Where to get an HTTPS certificate for localhost - tbodt
If you download the discord client, unpack it, and look in the bootstrap folder (which should be next to the app.asar folder), you&#x27;ll find discord_rpc.zip. Unpack that, look in data, and you&#x27;ll find this_is_not_a_security_issue.{crt,key} which is the public and private key for an HTTPS certificate for *.discordapp.io, which is a domain that resolves to 127.0.0.1. This could be useful for testing HTTPS on localhost.
======
schoen
This is not permitted by Comodo's policy. I am going to report this to Comodo.
Edit: contacting Discord first to let them know that they need to change this.

Please see the recent discussion on this practice (which mentions Discord):

[https://groups.google.com/forum/#!topic/mozilla.dev.security...](https://groups.google.com/forum/#!topic/mozilla.dev.security.policy/eV89JXcsBC0)

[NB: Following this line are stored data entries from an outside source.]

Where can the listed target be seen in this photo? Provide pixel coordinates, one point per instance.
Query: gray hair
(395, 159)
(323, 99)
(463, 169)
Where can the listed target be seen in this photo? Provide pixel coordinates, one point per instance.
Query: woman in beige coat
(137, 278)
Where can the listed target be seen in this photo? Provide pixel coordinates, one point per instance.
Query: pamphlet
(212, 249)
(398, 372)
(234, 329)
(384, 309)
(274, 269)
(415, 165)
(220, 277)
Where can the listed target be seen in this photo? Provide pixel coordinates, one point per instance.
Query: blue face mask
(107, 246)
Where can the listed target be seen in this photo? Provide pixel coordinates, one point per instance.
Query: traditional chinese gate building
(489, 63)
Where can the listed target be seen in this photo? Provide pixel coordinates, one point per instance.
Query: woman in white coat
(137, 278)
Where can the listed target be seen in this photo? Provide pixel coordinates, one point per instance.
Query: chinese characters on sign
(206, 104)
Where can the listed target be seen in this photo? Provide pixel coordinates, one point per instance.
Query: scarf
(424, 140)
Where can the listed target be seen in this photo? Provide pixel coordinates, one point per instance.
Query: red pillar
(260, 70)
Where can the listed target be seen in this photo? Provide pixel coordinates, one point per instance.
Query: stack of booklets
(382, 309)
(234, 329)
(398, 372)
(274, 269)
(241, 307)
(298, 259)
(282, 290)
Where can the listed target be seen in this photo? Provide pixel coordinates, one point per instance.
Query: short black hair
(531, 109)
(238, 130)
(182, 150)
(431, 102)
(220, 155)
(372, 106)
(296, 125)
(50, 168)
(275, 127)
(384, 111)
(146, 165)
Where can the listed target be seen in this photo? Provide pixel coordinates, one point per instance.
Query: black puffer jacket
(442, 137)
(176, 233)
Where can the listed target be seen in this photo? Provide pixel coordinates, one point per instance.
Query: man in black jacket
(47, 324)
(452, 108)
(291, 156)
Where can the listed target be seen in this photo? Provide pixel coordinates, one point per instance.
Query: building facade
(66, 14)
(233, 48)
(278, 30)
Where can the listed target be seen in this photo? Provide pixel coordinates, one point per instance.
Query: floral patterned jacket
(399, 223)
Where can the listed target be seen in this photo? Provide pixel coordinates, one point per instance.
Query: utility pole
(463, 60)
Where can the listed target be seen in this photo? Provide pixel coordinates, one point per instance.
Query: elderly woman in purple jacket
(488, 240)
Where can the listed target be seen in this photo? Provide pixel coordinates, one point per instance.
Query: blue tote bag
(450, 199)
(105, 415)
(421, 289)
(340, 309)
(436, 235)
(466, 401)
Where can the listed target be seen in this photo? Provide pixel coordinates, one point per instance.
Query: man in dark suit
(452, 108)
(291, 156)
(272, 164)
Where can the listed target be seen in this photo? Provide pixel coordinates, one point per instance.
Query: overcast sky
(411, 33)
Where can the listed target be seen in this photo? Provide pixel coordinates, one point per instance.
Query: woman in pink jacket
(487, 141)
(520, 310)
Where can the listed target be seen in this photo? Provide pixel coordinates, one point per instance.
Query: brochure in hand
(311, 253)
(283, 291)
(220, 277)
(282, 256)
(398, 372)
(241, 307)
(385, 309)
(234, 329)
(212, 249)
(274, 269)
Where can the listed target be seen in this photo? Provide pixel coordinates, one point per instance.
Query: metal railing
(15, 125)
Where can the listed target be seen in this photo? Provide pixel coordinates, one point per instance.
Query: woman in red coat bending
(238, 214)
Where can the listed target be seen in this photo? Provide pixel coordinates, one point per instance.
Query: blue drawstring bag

Follow-up: I wrote to Discord to point out this m.d.s.p thread to them and am
holding off on my report to Comodo to wait to hear back from Discord about
their intentions.

Note that section 6.1.2 of the CA/Browser Forum Baseline Requirements says "If
the CA or any of its designated RAs become aware that a Subscriber’s Private
Key has been communicated to an unauthorized person or an organization not
affiliated with the Subscriber, then the CA SHALL revoke all certificates that
include the Public Key corresponding to the communicated Private Key."

------
viraptor
You can generate one for yourself. Look for tutorials on self-signed
certificates. You'll have to import the CA to your browser to make it trusted,
bit for testing that should be just fine.